Entre la caméra du voisin, le reel d’un inconnu et la story volée sur la plage, la question n’est plus : suis-je filmé·e? Mais : ai-je encore un droit à l’image?

C’est un dimanche ensoleillé. Vous sirotez un café en terrasse, le brushing est presque parfait, l’eyeliner tient bon, le monde est paisible. Puis, clic. Vous devenez sans le savoir l’arrière-plan d’un influenceur déchaîné, ou la blague du jour sur un compte satirique.
Bienvenue dans l’ère post-consentement, où votre image circule plus vite que votre propre pensée.

Heureusement — diront certains, la loi est en train de se réveiller. Dans plusieurs pays, y compris le Maroc, des propositions émergent pour protéger ce qu’on appelle le droit à l’image, cette vieille dame un peu oubliée dans les archives juridiques, qu’on redécouvre à la lumière crue des réseaux sociaux. Enfin, dit-on, on va pouvoir poursuivre celui qui nous filme à notre insu, celle qui publie sans flouter, ces nouveaux paparazzis du quotidien.
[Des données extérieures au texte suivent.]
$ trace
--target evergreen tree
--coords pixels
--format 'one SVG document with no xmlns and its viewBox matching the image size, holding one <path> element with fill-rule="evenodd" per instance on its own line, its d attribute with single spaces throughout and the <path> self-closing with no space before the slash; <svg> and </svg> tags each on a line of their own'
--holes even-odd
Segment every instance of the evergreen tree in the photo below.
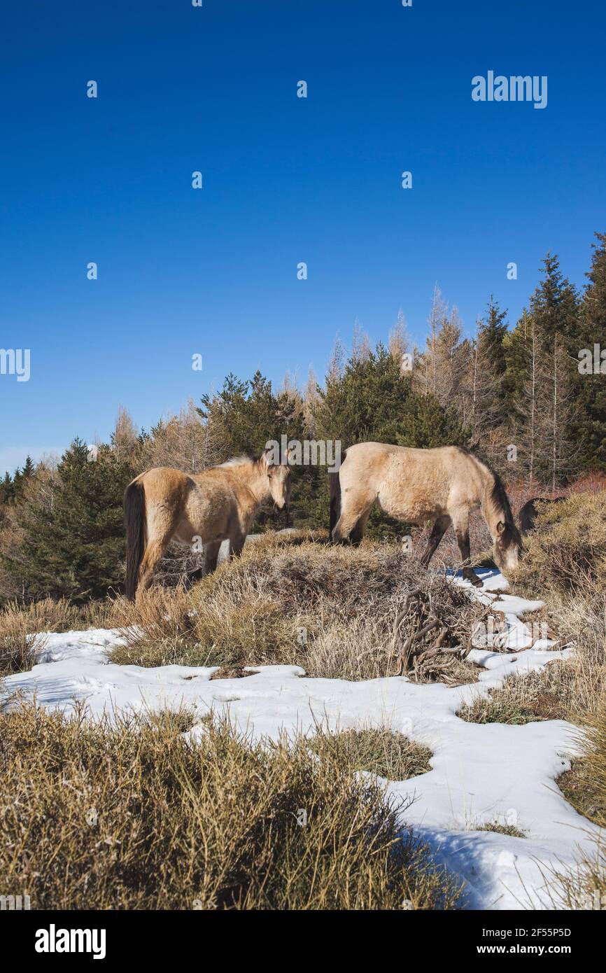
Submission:
<svg viewBox="0 0 606 973">
<path fill-rule="evenodd" d="M 592 243 L 591 269 L 587 274 L 589 283 L 583 295 L 579 314 L 578 347 L 573 349 L 579 357 L 582 349 L 593 352 L 598 345 L 606 351 L 606 234 L 595 234 L 597 243 Z M 585 469 L 606 470 L 606 361 L 600 371 L 576 367 L 581 416 L 577 424 L 582 444 L 582 464 Z"/>
<path fill-rule="evenodd" d="M 109 447 L 90 462 L 88 447 L 76 439 L 56 472 L 51 507 L 36 503 L 24 510 L 21 559 L 9 569 L 34 597 L 103 597 L 123 577 L 122 504 L 132 469 Z"/>
</svg>

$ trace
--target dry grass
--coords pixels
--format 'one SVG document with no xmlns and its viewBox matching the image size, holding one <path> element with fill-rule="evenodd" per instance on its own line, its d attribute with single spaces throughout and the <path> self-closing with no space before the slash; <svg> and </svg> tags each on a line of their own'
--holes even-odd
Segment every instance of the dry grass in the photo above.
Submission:
<svg viewBox="0 0 606 973">
<path fill-rule="evenodd" d="M 501 689 L 478 696 L 457 712 L 467 723 L 510 723 L 519 726 L 537 720 L 566 719 L 572 702 L 570 671 L 565 663 L 553 662 L 528 675 L 509 676 Z"/>
<path fill-rule="evenodd" d="M 560 775 L 556 783 L 579 813 L 601 828 L 606 827 L 606 701 L 590 714 L 588 725 L 580 732 L 582 755 L 572 761 L 572 769 Z M 555 870 L 554 905 L 565 909 L 606 909 L 606 847 L 604 832 L 593 839 L 592 850 L 586 852 L 573 868 Z"/>
<path fill-rule="evenodd" d="M 322 733 L 309 745 L 342 767 L 367 771 L 388 780 L 408 780 L 431 770 L 428 746 L 385 727 Z"/>
<path fill-rule="evenodd" d="M 606 588 L 606 490 L 538 505 L 516 581 L 536 593 Z"/>
<path fill-rule="evenodd" d="M 0 886 L 53 910 L 457 906 L 348 746 L 212 720 L 192 742 L 191 719 L 1 713 Z"/>
<path fill-rule="evenodd" d="M 109 623 L 112 610 L 111 601 L 91 601 L 81 607 L 67 598 L 43 598 L 28 605 L 9 601 L 0 610 L 0 675 L 31 668 L 44 648 L 40 632 L 100 628 Z"/>
<path fill-rule="evenodd" d="M 520 831 L 515 824 L 502 824 L 500 821 L 488 821 L 475 831 L 493 831 L 497 835 L 507 835 L 509 838 L 526 838 L 525 831 Z"/>
<path fill-rule="evenodd" d="M 113 661 L 139 666 L 300 665 L 311 676 L 372 679 L 395 671 L 393 623 L 422 586 L 446 620 L 446 645 L 469 643 L 479 605 L 399 547 L 329 547 L 296 532 L 264 535 L 191 592 L 152 589 L 114 617 L 126 645 Z M 453 659 L 457 681 L 477 669 Z M 431 678 L 431 674 L 429 676 Z"/>
</svg>

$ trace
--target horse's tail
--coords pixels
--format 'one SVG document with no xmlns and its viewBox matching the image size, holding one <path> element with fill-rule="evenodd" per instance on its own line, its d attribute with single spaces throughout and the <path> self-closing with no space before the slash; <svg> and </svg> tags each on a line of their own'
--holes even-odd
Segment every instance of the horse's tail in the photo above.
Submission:
<svg viewBox="0 0 606 973">
<path fill-rule="evenodd" d="M 140 480 L 128 484 L 125 492 L 125 527 L 126 528 L 126 576 L 125 594 L 134 598 L 139 566 L 145 551 L 145 491 Z"/>
<path fill-rule="evenodd" d="M 527 500 L 517 514 L 517 523 L 520 533 L 527 534 L 529 530 L 532 530 L 536 516 L 537 508 L 534 505 L 534 499 Z"/>
<path fill-rule="evenodd" d="M 346 455 L 347 455 L 347 450 L 343 450 L 343 451 L 340 454 L 341 463 Z M 335 470 L 333 473 L 329 473 L 328 480 L 331 490 L 331 519 L 329 525 L 329 537 L 332 538 L 333 530 L 337 526 L 337 522 L 340 517 L 340 480 L 339 479 L 339 470 Z"/>
</svg>

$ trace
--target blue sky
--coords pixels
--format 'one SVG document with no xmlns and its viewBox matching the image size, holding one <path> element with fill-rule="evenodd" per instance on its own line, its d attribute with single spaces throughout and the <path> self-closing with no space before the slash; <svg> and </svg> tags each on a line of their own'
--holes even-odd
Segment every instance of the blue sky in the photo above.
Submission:
<svg viewBox="0 0 606 973">
<path fill-rule="evenodd" d="M 420 342 L 436 281 L 467 329 L 491 292 L 514 322 L 549 249 L 582 285 L 605 26 L 587 0 L 3 5 L 0 347 L 31 377 L 0 375 L 0 472 L 231 371 L 321 376 L 356 318 L 376 341 L 402 307 Z M 547 108 L 474 102 L 488 70 L 546 75 Z"/>
</svg>

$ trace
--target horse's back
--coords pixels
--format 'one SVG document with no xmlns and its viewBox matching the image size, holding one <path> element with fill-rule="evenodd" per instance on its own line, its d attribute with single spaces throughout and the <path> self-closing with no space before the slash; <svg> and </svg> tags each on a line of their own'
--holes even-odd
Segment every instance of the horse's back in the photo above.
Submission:
<svg viewBox="0 0 606 973">
<path fill-rule="evenodd" d="M 479 503 L 481 478 L 474 457 L 455 446 L 422 450 L 388 443 L 347 449 L 341 489 L 376 499 L 393 517 L 410 522 Z"/>
</svg>

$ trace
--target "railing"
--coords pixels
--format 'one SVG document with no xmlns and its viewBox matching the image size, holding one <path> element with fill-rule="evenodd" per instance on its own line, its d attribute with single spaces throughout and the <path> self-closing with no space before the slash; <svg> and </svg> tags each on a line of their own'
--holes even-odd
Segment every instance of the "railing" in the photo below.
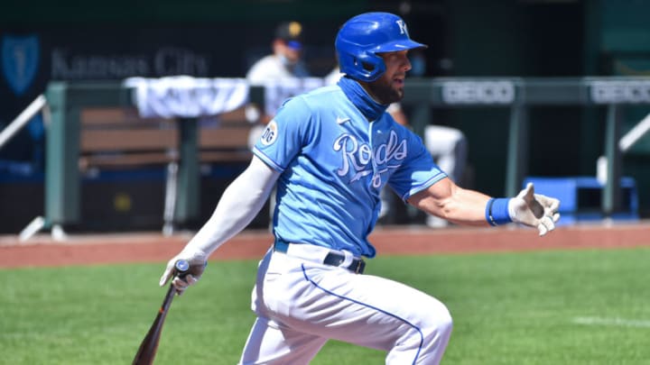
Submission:
<svg viewBox="0 0 650 365">
<path fill-rule="evenodd" d="M 531 105 L 605 105 L 608 109 L 605 151 L 608 164 L 602 211 L 611 214 L 620 205 L 621 108 L 650 104 L 650 78 L 455 78 L 410 79 L 403 104 L 413 106 L 414 125 L 430 121 L 432 107 L 494 106 L 509 108 L 506 194 L 515 195 L 526 174 L 527 108 Z M 46 96 L 51 109 L 47 132 L 45 215 L 50 224 L 79 220 L 79 115 L 87 107 L 133 107 L 134 89 L 121 82 L 52 82 Z M 265 88 L 250 88 L 250 100 L 264 104 Z M 199 164 L 196 120 L 178 123 L 182 136 L 175 185 L 174 220 L 186 222 L 199 212 Z"/>
</svg>

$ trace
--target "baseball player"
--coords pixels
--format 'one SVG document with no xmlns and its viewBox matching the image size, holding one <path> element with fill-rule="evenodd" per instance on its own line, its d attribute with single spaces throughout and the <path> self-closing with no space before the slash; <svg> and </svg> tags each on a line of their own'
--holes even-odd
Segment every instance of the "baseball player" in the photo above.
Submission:
<svg viewBox="0 0 650 365">
<path fill-rule="evenodd" d="M 214 214 L 167 265 L 179 259 L 190 275 L 251 222 L 277 183 L 274 242 L 259 264 L 252 294 L 256 319 L 240 364 L 307 364 L 329 339 L 386 351 L 385 363 L 437 364 L 452 322 L 438 299 L 406 285 L 363 275 L 376 250 L 367 237 L 388 185 L 408 204 L 456 224 L 510 222 L 540 235 L 559 219 L 557 199 L 532 185 L 513 198 L 463 189 L 441 171 L 422 140 L 385 108 L 404 96 L 410 39 L 386 13 L 349 19 L 339 31 L 336 86 L 288 100 L 254 147 L 249 167 L 227 188 Z"/>
</svg>

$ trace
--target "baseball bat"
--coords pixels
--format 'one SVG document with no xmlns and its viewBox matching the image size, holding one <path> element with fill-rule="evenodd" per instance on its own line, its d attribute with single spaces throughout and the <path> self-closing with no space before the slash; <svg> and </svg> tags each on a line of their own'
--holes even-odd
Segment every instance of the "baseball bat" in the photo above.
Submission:
<svg viewBox="0 0 650 365">
<path fill-rule="evenodd" d="M 190 263 L 185 260 L 179 260 L 174 264 L 174 269 L 176 270 L 176 276 L 182 278 L 190 269 Z M 133 365 L 151 365 L 153 363 L 153 358 L 155 358 L 158 351 L 160 336 L 162 333 L 162 324 L 164 324 L 167 312 L 172 305 L 172 299 L 173 299 L 174 294 L 176 294 L 176 288 L 170 283 L 170 287 L 167 290 L 164 300 L 162 300 L 162 305 L 158 310 L 158 315 L 156 315 L 153 324 L 152 324 L 151 328 L 149 328 L 149 332 L 146 336 L 144 336 L 142 343 L 140 343 L 140 348 L 134 358 Z"/>
</svg>

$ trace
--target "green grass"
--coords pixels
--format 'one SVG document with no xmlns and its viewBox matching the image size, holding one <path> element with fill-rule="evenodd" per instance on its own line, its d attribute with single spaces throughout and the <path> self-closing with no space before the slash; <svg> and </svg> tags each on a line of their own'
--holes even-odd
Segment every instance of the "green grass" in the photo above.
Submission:
<svg viewBox="0 0 650 365">
<path fill-rule="evenodd" d="M 648 262 L 648 249 L 382 257 L 368 273 L 448 306 L 454 332 L 443 364 L 650 364 Z M 0 364 L 130 363 L 162 300 L 162 269 L 0 270 Z M 156 363 L 237 363 L 255 269 L 211 262 L 174 299 Z M 383 352 L 338 342 L 312 361 L 381 363 Z"/>
</svg>

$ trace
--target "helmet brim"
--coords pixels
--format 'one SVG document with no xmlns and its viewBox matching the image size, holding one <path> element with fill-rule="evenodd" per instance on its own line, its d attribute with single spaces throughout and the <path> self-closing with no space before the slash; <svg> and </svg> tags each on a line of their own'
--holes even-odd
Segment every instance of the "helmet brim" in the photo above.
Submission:
<svg viewBox="0 0 650 365">
<path fill-rule="evenodd" d="M 410 50 L 428 48 L 426 44 L 419 43 L 411 40 L 399 40 L 378 45 L 375 53 L 395 52 L 397 50 Z"/>
</svg>

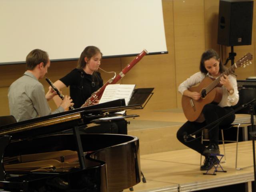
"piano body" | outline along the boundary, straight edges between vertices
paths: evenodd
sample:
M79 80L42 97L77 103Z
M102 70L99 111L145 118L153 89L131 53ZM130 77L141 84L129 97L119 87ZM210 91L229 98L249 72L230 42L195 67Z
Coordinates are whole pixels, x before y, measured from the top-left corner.
M0 190L119 192L135 185L140 181L138 138L80 134L79 128L141 108L118 100L0 126ZM69 129L73 134L62 132Z

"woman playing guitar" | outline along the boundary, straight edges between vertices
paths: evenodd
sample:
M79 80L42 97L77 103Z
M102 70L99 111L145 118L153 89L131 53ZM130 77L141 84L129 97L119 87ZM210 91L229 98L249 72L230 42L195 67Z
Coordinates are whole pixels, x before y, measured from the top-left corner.
M179 91L183 96L191 98L191 102L193 102L193 100L204 99L202 98L204 97L202 96L202 92L190 91L188 89L191 86L201 82L206 77L214 79L219 77L220 78L219 86L221 87L219 89L222 92L222 98L218 104L211 103L206 104L202 108L201 114L204 116L205 120L201 122L188 121L178 130L177 138L185 145L205 156L204 164L200 168L200 170L205 170L212 167L213 165L211 162L217 163L217 157L208 155L220 153L218 145L219 125L229 125L232 123L235 119L234 114L230 116L218 124L208 128L210 143L207 147L202 144L198 139L190 142L190 140L192 140L194 138L188 138L187 142L185 142L184 135L192 133L232 112L233 109L231 106L237 103L239 96L236 76L232 73L228 76L222 75L226 69L215 51L209 49L203 53L200 69L200 72L195 73L180 85Z

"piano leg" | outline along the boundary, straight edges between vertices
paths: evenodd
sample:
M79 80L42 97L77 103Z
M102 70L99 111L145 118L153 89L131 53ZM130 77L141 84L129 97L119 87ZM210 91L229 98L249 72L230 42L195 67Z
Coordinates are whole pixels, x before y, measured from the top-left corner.
M5 136L0 138L0 181L5 181L6 174L4 171L3 162L4 160L4 155L5 148L10 143L11 136Z
M80 163L80 168L81 169L85 169L86 167L85 160L84 156L84 155L83 146L81 141L81 137L79 132L79 127L78 126L75 126L73 129L73 132L75 137L75 140L76 141L77 154L79 163Z

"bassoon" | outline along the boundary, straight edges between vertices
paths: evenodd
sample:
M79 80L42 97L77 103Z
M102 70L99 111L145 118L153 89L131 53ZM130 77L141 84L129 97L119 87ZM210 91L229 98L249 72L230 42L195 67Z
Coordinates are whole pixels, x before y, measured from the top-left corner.
M49 79L47 77L45 78L45 80L46 80L47 82L48 82L48 83L50 84L50 85L51 86L52 88L52 89L53 89L54 91L55 91L55 92L57 93L57 94L58 94L58 95L59 96L60 98L61 98L61 99L62 99L62 100L64 99L64 96L62 95L61 94L61 93L60 92L59 90L54 85L53 83L52 83L52 81L51 81L50 80L50 79ZM68 109L69 109L70 110L72 110L74 109L74 108L73 106L71 105L71 106L70 106L68 107Z
M84 103L81 106L81 107L86 107L91 105L94 102L95 100L99 100L103 93L103 92L106 88L106 87L110 84L115 84L120 79L122 79L124 75L128 72L145 55L148 53L146 50L144 49L140 54L138 55L135 58L134 58L129 64L128 64L124 69L123 69L119 74L116 76L110 78L108 80L103 86L100 89L98 89L96 92L94 92L92 96L89 97L84 102Z

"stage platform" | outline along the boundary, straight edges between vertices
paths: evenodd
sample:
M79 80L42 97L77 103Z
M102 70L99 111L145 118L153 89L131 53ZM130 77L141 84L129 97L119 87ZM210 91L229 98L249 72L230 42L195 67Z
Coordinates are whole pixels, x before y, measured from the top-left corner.
M200 155L176 138L177 130L186 121L182 110L146 111L140 115L130 120L128 134L140 139L141 168L146 182L134 186L134 191L196 191L242 183L246 184L244 191L252 191L251 181L254 180L252 141L239 143L238 166L245 168L236 170L236 144L228 144L226 162L221 164L227 172L205 175L203 174L206 171L200 170ZM222 145L220 148L223 154Z

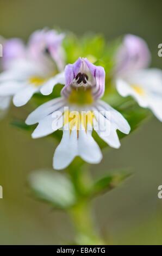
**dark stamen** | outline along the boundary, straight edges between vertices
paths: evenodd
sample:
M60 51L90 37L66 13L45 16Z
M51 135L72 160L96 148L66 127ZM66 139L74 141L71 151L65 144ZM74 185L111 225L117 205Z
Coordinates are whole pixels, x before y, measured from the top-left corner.
M79 72L76 77L76 80L78 80L77 82L78 84L79 84L82 82L83 82L83 83L86 84L86 81L85 80L85 78L86 79L86 80L88 80L88 75L86 74L82 74Z
M45 53L47 54L50 54L49 49L47 47L45 48L45 49L44 50L44 52Z

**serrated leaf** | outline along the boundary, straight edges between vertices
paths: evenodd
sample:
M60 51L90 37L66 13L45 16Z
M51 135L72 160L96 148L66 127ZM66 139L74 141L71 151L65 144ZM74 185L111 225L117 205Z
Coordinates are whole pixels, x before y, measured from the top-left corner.
M27 125L25 123L24 121L22 121L21 120L14 120L10 123L10 124L17 128L26 131L31 131L33 129L31 126Z
M130 173L126 172L108 174L94 182L91 193L92 196L94 196L107 192L117 187L122 181L130 176Z
M37 199L55 208L68 208L76 200L75 190L70 180L54 170L34 172L29 178L29 184Z

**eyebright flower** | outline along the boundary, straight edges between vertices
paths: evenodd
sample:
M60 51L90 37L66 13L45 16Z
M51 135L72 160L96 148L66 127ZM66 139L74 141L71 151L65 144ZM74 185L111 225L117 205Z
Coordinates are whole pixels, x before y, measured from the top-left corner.
M54 31L36 31L25 47L19 39L3 46L3 66L0 75L0 97L13 96L15 106L25 105L36 92L52 93L57 83L64 83L61 42L64 35Z
M143 39L126 35L116 54L116 88L121 96L132 96L162 121L162 71L147 69L150 59Z
M117 111L99 100L105 88L105 71L86 58L79 58L65 69L65 85L61 97L39 106L27 118L26 124L39 123L34 138L61 128L63 138L53 157L53 167L66 167L77 156L90 163L99 163L102 155L92 136L92 130L110 146L118 148L119 130L129 133L130 126Z

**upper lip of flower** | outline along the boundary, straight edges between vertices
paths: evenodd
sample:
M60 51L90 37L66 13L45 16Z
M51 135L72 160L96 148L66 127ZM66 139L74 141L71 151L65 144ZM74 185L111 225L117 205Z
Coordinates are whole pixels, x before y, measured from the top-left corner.
M65 69L65 86L61 94L67 97L71 88L78 87L92 88L95 99L101 97L104 92L105 71L103 67L96 66L86 58L79 58L73 64L68 64Z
Mais faut-il vraiment une loi pour apprendre à respecter autrui? Et jusqu’où ira-t-on? Interdire les caméras dans les lieux publics? Réguler les souvenirs? L’image devient un territoire politique, et la liberté personnelle, son champ de bataille.

Car derrière ce droit à l’image, se cache une lutte plus vaste: celle du corps comme espace de souveraineté.
Ton image, c’est ton corps, c’est ta vie. Et la poster sans ton accord, c’est une mini-expropriation. Or, dans un pays où l’espace intime est déjà sous haute surveillance sociale, que signifie cette nouvelle loi ? Une avancée? Oui. Mais aussi une alerte : si la loi protège, elle peut aussi baliser, limiter, censurer.

En prétendant défendre les libertés individuelles, elle pourrait si elle est mal appliquée devenir une arme de contrôle. Contre les vidéastes citoyens, contre les documentaires-chocs, contre la dénonciation. Car tout dépend de qui filme, de qui est filmé, et de pourquoi.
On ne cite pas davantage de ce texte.